Le garçon dit soudain :

— Vois, chaque feuille des arbres porte en elle une note de musique.

— Mais, sous cette excitation, un sentiment de rébellion latente imprègne l'atmosphère.

— L’air ambiant est un réceptacle des murmures des opprimés.

Tandis que le couple discutait, un groupe de militants politiques se rassembla non loin d'eux. Ils portaient des pancartes peintes à la main avec des slogans tels que « Liberté et égalité pour tous » et « La musique est notre arme ». Ils discutaient à voix haute, partageant des idées sur la façon dont ils pouvaient faire entendre leurs propos. Ils s’approchèrent de Georges et de Jessica et posèrent leurs panneaux. Certains sirotaient du café dans des gobelets en carton, tandis que d'autres feuilletaient des brochures politiques. Un jeune manifestant au visage déterminé, qui parut être le chef, dit :

— Bon, camarades, le concert va bientôt commencer. C’est un bon moyen de faire connaître notre cause.

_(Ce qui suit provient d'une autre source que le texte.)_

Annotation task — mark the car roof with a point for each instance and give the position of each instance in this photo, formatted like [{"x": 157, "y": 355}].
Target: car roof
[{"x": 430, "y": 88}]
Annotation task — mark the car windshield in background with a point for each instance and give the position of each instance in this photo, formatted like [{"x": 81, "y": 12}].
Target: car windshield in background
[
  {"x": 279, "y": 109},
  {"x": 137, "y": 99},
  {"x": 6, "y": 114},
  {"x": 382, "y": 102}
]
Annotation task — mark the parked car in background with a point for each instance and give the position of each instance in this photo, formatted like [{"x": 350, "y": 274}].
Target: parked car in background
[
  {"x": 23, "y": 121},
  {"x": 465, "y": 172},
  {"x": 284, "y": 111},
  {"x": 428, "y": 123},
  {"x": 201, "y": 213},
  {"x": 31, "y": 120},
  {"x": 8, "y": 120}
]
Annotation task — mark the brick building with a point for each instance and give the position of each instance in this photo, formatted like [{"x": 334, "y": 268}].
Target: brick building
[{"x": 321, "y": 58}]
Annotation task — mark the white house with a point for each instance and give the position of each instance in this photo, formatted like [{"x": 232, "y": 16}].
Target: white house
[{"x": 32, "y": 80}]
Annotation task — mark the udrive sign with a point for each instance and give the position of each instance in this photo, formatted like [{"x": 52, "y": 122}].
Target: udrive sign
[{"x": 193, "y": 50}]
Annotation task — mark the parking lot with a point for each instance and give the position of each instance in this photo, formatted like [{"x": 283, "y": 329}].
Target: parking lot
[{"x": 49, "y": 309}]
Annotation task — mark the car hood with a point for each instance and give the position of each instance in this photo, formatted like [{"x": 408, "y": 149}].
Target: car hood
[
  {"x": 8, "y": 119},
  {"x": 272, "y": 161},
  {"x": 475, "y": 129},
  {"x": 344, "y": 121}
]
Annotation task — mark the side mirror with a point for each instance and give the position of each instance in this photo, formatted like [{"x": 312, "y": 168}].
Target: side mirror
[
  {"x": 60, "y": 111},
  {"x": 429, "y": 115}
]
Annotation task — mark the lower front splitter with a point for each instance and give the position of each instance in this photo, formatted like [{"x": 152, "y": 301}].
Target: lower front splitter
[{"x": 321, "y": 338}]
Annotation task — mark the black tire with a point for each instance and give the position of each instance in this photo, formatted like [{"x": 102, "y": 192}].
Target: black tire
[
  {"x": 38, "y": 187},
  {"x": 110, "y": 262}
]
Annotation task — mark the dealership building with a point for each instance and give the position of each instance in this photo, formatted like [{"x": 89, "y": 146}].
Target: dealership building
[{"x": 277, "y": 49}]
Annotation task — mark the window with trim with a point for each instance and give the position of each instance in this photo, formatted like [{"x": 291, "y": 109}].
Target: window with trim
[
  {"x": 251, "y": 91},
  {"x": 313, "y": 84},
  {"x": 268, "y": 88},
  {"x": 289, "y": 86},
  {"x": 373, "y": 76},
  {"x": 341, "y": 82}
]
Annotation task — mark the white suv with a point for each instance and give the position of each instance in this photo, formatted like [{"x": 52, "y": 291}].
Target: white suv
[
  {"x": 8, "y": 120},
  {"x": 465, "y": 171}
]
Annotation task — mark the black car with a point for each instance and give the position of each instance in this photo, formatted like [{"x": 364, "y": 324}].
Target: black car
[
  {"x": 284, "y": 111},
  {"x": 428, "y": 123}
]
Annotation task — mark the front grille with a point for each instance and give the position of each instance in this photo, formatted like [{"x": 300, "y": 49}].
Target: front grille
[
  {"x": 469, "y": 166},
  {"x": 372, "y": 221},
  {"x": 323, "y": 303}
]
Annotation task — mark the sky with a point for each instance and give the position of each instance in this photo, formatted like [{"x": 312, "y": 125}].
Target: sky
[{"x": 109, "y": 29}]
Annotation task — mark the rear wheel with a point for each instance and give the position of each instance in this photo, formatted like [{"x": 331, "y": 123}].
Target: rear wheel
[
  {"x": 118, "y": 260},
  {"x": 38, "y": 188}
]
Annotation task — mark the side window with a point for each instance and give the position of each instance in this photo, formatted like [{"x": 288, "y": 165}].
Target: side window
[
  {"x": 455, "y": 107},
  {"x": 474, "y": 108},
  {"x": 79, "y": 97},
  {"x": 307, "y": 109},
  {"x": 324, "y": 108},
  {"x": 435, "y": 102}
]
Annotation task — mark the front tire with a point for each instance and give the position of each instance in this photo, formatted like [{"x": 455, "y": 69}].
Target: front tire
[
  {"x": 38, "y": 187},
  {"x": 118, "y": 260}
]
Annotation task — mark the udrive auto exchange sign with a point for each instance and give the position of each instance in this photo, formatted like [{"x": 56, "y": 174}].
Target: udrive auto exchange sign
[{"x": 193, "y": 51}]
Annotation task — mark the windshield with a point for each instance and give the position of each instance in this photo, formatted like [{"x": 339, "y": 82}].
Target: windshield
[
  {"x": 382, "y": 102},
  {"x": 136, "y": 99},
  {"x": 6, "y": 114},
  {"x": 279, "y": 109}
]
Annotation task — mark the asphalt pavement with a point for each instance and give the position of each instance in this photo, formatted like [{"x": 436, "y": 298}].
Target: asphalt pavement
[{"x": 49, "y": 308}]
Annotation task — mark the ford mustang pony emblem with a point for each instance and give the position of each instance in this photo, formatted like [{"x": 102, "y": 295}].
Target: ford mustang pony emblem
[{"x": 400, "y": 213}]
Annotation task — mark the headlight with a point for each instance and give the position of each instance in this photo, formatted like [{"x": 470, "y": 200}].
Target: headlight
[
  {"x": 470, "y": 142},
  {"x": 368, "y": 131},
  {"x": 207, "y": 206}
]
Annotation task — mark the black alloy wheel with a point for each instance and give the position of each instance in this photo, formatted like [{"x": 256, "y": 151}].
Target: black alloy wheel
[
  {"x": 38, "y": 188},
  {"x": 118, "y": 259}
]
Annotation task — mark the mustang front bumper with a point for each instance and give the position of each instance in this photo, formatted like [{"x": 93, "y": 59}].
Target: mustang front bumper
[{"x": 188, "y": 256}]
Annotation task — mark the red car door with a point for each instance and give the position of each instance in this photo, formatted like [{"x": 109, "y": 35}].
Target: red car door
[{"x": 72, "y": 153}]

Un étudiant à lunettes inexpérimenté, son esprit bourdonnant telle une ruche, cria :

— Dirigeons-nous vers la salle de concert en chantant des slogans. Distribuons les tracts que j’ai apportés. Ils sont dans ma sacoche.

— Bien sûr, mais ne soyons pas agressifs. N'oublions pas que nous sommes des pacifistes. Nous ne provoquerons pas la police, dit le chef.

— D'accord, donc une marche non-violente avec nos écriteaux.

— Exactement ! Ensemble, portons notre engagement dans le calme.

— Enfin, qu'attendons-nous ? Allons-y et montrons au monde que nous allons lutter pour un meilleur avenir !

Les activistes se levèrent avec détermination, saisissant leurs panneaux et leurs tracts. Ils rejoignirent la foule qui s'amalgamait aux guichets pour acheter des billets. Georges et Jessica n’avaient pas suivi le mouvement. Ils étaient assis sur un banc en attendant patiemment. Le concert ne commencerait que dans une demi-heure. Alors qu’ils devisaient joyeusement, s’arrêta près d’eux, une Mercedes-Benz 450 SEL 6.9. Son allure imposante reflétait la puissance et la richesse. Le garçon, les sourcils froncés, la pointa du doigt. Il avait un mélange de dédain et de fascination.

— Regarde, un carrosse de capitaliste. Peut-être qu’il se gare ici pour ne pas provoquer une émeute devant la salle de concert ?

— C’est probable. Ce serait de la provocation, il respire l’opulence.

— En connais-tu le prix ?

La jolie rousse secoua la tête de droite à gauche.

— Non, aucune idée, je l’ignore.

Le garçon sourit, révélant une pointe de malice.

— Cent cinquante mille francs, annonça-t-il fièrement.

— Qui est à l’intérieur ?

— Regarde, la portière arrière s’ouvre, on va le savoir.

— C’est un moment digne d’un roman à suspense.

— Oh ! Deux pieds chaussés de bottines.

— Probablement qu’ils sont magiques, j’attends de voir qui en est le propriétaire, dit en riant la fille.

Elle ajouta :

— À bas le capitalisme.

En effet, apparurent deux pieds, comme s’ils avaient été parachutés d’une autre dimension. Le reste du corps était masqué à la vision de Georges et de Jessica par la portière à vitre teintée qui faisait œuvre de paravent. Ceux-ci s’attendaient à voir s’extraire de l’habitacle un magnat de la finance en costume trois-pièces.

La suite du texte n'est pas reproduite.